Building Masters For A 1_48 SEAWOLF Pump-Jet

Building Masters For A 1/48 SEAWOLF Pump-Jet, Part-2

It came time to take the three blade masters and make rubber tools from which I could cast the required number of white metal pieces. Those metal blades would then be assembled, with the aid of specialized assembly jigs, around Renshape 40 cone sections, forming the two stator masters and the single rotor master.

It goes without saying that you have to exercise some care when working with molten metal: don't drink it, sling it at friends, and don't pour it on the cat. If you're ever going to wear eye-protection in the shop, this is the time! A heavy work apron is a must too. And an old Molder's trick: wrap masking tape around the cuff of your pants to pull them tight around the top of your shoes, guess why!

And whatever you do, don't get any water or other liquid on the molten metal or it will explode in a shower of terribly hot droplets of very angry metal -- very nasty!

Let me reiterate the endgame here, as what I'm presenting may be a bit confusing to some of you: I need to produce cast resin pieces that will assemble into a practical 1/48 scale SEAWOLF class submarine model pump-jet (PJ). As I want to make multiple units I had to come up with a repeatable process, in this case a set of rubber tools from which to produce the production parts.

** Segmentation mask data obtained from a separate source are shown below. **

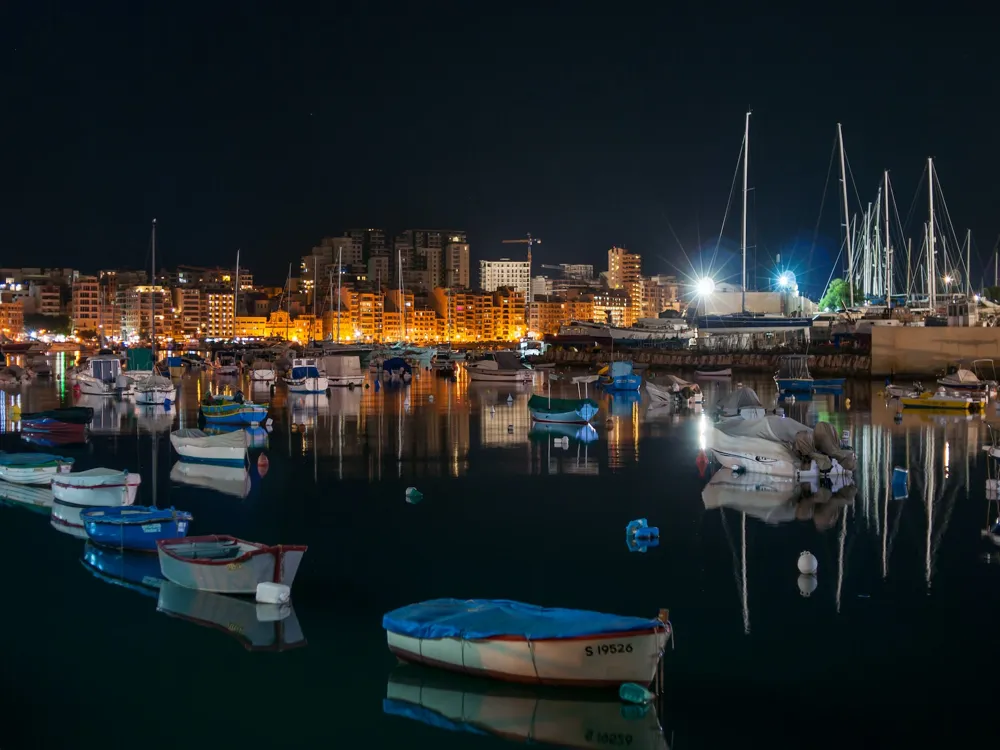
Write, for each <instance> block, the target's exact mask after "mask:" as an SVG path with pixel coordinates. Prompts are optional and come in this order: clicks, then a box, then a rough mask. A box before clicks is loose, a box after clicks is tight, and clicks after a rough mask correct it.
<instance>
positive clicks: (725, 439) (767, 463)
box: [706, 415, 856, 479]
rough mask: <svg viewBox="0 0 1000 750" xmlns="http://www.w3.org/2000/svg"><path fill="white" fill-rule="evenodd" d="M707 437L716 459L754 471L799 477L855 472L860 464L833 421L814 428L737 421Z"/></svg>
mask: <svg viewBox="0 0 1000 750" xmlns="http://www.w3.org/2000/svg"><path fill="white" fill-rule="evenodd" d="M706 439H707V446H706V447H707V448H708V450H709V451H711V453H712V456H713V457H714V458H715V460H716V461H718V462H719V463H720V464H722V465H723V466H728V467H729V468H731V469H737V470H740V471H747V472H751V473H757V474H773V475H775V476H786V477H792V478H793V479H799V478H808V477H814V476H825V475H828V474H841V473H844V472H853V471H854V468H855V464H856V459H855V456H854V452H853V451H850V450H847V449H844V448H841V447H840V441H839V440H838V437H837V432H836V430H834V428H833V427H832V426H831V425H830V424H829V423H828V422H817V424H816V427H815V428H809V427H807V426H806V425H804V424H802V423H800V422H796V421H795V420H794V419H788V418H785V417H779V416H776V415H766V416H763V417H760V418H757V419H743V418H742V417H735V418H733V419H726V420H724V421H722V422H719V423H717V424H716V425H714V428H713V429H712V430H710V431H709V433H708V435H707V436H706Z"/></svg>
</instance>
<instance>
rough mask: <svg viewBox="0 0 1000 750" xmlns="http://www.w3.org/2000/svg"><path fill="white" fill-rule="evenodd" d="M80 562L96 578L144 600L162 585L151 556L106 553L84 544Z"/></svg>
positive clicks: (158, 558)
mask: <svg viewBox="0 0 1000 750" xmlns="http://www.w3.org/2000/svg"><path fill="white" fill-rule="evenodd" d="M81 562H82V563H83V567H85V568H86V569H87V570H89V571H90V572H91V573H93V574H94V576H95V577H96V578H100V579H101V580H102V581H105V582H106V583H113V584H114V585H116V586H123V587H125V588H127V589H132V590H133V591H138V592H139V593H140V594H143V595H144V596H151V597H154V598H155V597H156V596H157V595H158V591H159V588H160V585H161V584H162V583H163V582H164V579H163V574H162V573H160V560H159V558H157V557H154V556H153V555H141V554H138V553H135V552H125V551H122V550H115V549H108V548H106V547H99V546H97V545H96V544H92V543H91V542H87V544H86V545H85V546H84V548H83V559H82V560H81Z"/></svg>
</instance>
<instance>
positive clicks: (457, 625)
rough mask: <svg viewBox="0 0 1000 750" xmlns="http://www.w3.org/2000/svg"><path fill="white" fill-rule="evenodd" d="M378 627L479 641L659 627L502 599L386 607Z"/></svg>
mask: <svg viewBox="0 0 1000 750" xmlns="http://www.w3.org/2000/svg"><path fill="white" fill-rule="evenodd" d="M382 627H384V628H385V629H386V630H388V631H391V632H393V633H399V634H400V635H408V636H410V637H412V638H467V639H469V640H482V639H486V638H493V637H495V636H500V635H513V636H521V637H524V638H528V639H530V640H543V639H547V638H577V637H579V636H587V635H598V634H602V633H622V632H631V631H642V630H651V629H653V628H656V627H662V625H661V623H660V622H659V621H658V620H647V619H644V618H642V617H619V616H618V615H606V614H602V613H601V612H588V611H586V610H582V609H546V608H545V607H536V606H535V605H533V604H521V603H520V602H511V601H507V600H505V599H465V600H463V599H432V600H430V601H426V602H420V603H419V604H410V605H408V606H406V607H400V608H399V609H394V610H393V611H392V612H389V613H388V614H387V615H385V617H383V618H382Z"/></svg>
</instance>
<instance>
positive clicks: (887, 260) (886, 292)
mask: <svg viewBox="0 0 1000 750" xmlns="http://www.w3.org/2000/svg"><path fill="white" fill-rule="evenodd" d="M883 177H884V178H885V189H884V190H883V191H882V192H883V193H885V211H884V212H883V213H885V303H886V305H888V306H889V308H890V309H891V308H892V247H891V246H890V245H889V170H888V169H887V170H885V172H884V173H883Z"/></svg>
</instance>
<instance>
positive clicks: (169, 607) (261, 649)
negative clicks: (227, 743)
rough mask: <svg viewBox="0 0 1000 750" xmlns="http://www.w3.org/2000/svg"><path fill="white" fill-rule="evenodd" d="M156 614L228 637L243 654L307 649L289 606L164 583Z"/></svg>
mask: <svg viewBox="0 0 1000 750" xmlns="http://www.w3.org/2000/svg"><path fill="white" fill-rule="evenodd" d="M156 611H157V612H162V613H163V614H165V615H169V616H170V617H176V618H178V619H180V620H186V621H188V622H191V623H194V624H195V625H201V626H202V627H206V628H212V629H213V630H218V631H220V632H222V633H226V634H227V635H230V636H232V637H233V638H235V639H236V640H237V641H239V642H240V644H242V646H243V648H245V649H246V650H247V651H274V652H279V651H287V650H289V649H292V648H299V647H301V646H305V645H308V644H307V641H306V637H305V635H304V634H303V633H302V627H301V626H300V625H299V619H298V617H296V616H295V609H294V608H293V607H292V605H291V604H262V603H260V602H254V601H250V600H248V599H242V598H239V597H235V596H225V595H223V594H212V593H210V592H208V591H197V590H195V589H190V588H185V587H184V586H178V585H177V584H175V583H171V582H170V581H164V582H163V585H161V586H160V595H159V601H158V602H157V605H156Z"/></svg>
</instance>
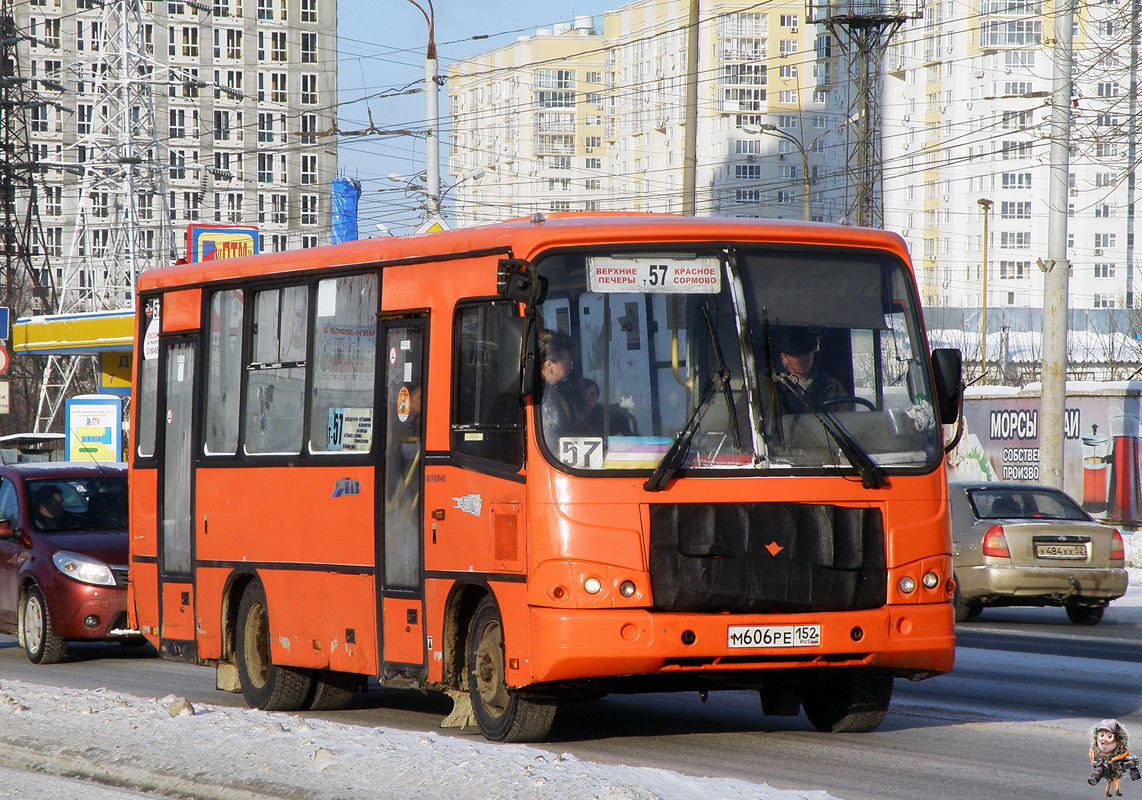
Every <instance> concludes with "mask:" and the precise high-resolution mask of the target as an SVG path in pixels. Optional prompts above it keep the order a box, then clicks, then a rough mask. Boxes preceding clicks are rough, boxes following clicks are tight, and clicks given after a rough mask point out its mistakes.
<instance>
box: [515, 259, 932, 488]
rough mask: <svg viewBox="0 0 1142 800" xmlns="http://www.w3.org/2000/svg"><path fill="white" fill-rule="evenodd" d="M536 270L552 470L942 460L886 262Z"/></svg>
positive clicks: (895, 467)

But, first, and what you're looking at here, is creation of the many subassembly masters needed to produce the four principle working masters (the forward hull taper with attached pre-swirl stator blades, the rotor hub with its attached blades, the dunce-cap with its attached post-swirl stator blades, and a two-piece shroud). The rubber tools here are not production tools, they are master subassembly tools -- their job will be done once I have the required number of stator and rotor blades.

Later installments will detail the creation and use of the production masters and production tools.

There are three multiple subassembly items to the PJ masters I'm building here: the rotor blades, the forward pre-swirl stators and the post-swirl stators. So, I built a master of each type blade -- a twisted piece of annealed brass sheet built up Evercoat filler and worked with file and sandpaper to achieve the correct foil sections, and Renshape 40 for the two stator blade masters. This meant making a rubber tool from each master -- using a rubber that can tolerate the heat involved as I cast the required number of pieces from white metal. Here you see the three masters, each mounted on its own moldboard and surrounded by a cylindrical containment -- the containment, or dams, needed to hold the freshly poured rubber while it changed state from liquid to rubbery solid, a process that takes about twelve hours.

This is how I secure each blade to the moldboard. What you don't see here is a short length of 1/16" brass wire fit into the base of the blade and into a hole atop the moldboard. The pin holds the blade master some standoff distance off the moldboard. The clay, built up between the moldboard and base of the blade master will give form to the eventual tool sprue hole through which the molten metal will be introduced. Care was taken to use a non-sulfur bearing clay. Sulfur in contact with most RTV rubber systems will retard the cure of the rubber, resulting in a God-awful mess!

I use BJB Enterprises, Inc. TC-5050 blue RTV silicon rubber for my tools that will be used to cast low temperature alloys, such as white metal (Tin/Antimoney) and Lead. This mold rubber, once cured hard, has a working temperature of about six-hundred degrees! The TC-5050 rubber and catalyst is mixed to a ration of ten-toone. Note that I use a postal scale to measure out the rubber and catalyst. It's vital that metal tooling rubber, once mixed with cattiest, be subjected to a hard vacuum to chace out all entrapped air bubbles, a process called de-airing. This requires subjecting the mixed rubber to a hard vacuum until most of the entrapped bubbles have been evacuated -- a minimum vacuum of twenty-nine inches of Mercury is required. All tools that will be later used for either metal or pressure resin casting must be de-aired.

White metal is typically a ninety-five percent Tin to five percent Antimony alloy and melts at around five-hundred degrees. The melting can be done in one of the wife's saucepans in the kitchen (make sure she's out shopping when you do this!) or you can do what I do and employ a gun bullet melting pot like the one seen in background. The Alloy I use is simply 'leadless solder,' available at any hardware store. Leadless solder is white metal, boys and girls! The three rubber tools in the foreground have been brushed inside with Talc. Talc is hygroscopic and pulls moisture out of the tool cavities -- water, even the small amount in the atmosphere that condenses onto the cavity surfaces of the tool will react with molten metal, imparting pits on the surface of a cast part. Always sprinkle on, brush around, and bang out the talc prior to a metal pour.